It matters not how Pantagruel got his name. He was the same kind of baby that his father had been before him, and was pronounced by all to be a marvellous young Giant, indeed. The Wise Women took charge of him upon his birth, and after washing and dressing him, while gravely wagging their old gray heads, with their skinny fingers to their noses, muttered darkly, the one to the other:—
"Our young Prince is born all hairy like a bear! He will do wonderful things, and, if he lives, he will surely reach old age!"
[CHAPTER XXIII.]
THE STRANGE THINGS PANTAGRUEL DID AS A BABY.
Gargantua hardly knew whether he ought to cry because his beloved Queen Badebec was dead, or laugh because his son Pantagruel was alive.
"My good wife is dead, who was the most this and the most that, which ever was in the world," he would blubber at one time. "Ha!

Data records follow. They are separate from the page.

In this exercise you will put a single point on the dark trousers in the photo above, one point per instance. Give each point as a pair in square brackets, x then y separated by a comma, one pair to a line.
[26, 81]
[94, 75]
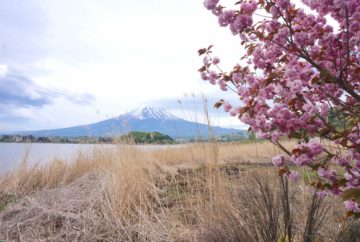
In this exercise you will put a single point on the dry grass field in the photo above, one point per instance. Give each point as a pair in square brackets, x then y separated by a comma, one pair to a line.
[198, 192]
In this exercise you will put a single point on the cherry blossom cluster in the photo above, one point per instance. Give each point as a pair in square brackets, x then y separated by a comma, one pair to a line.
[299, 78]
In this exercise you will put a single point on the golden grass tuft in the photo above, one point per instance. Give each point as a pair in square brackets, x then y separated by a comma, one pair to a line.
[198, 192]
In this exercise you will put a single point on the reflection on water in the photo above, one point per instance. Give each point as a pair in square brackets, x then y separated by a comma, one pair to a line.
[12, 154]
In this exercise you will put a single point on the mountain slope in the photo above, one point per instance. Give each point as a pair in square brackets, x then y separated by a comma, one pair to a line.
[144, 120]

Badebec, my wife, I shall never see thee again! Thou hast left me, my pet, forever! Ah! my poor Pantagruel, thou hast lost thy good Mother, thy sweet nurse. Holos!"
The poor Giant burst into tears, which flowed down his cheeks as large as ostrich-eggs, and he cried like a cow. Then his humor would change, and he fell to laughing like a calf.

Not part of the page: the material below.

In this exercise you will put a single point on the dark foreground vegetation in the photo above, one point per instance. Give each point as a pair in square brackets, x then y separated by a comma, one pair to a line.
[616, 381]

"Ho! ho! my little son, how pretty thou art, and how grateful I should be to God that he has given me such a son. Ho! ho! ho! how glad I am! Let us drink! Throw melancholy out of the window; bring here the best wines; rinse the glasses; lay the cloth; drive away the dogs; blow up that fire; light the candles; shut the door; skim the soup; call in the beggars, and give them what they want! I ought to be happy,—I am happy. Ho! ho! ho!"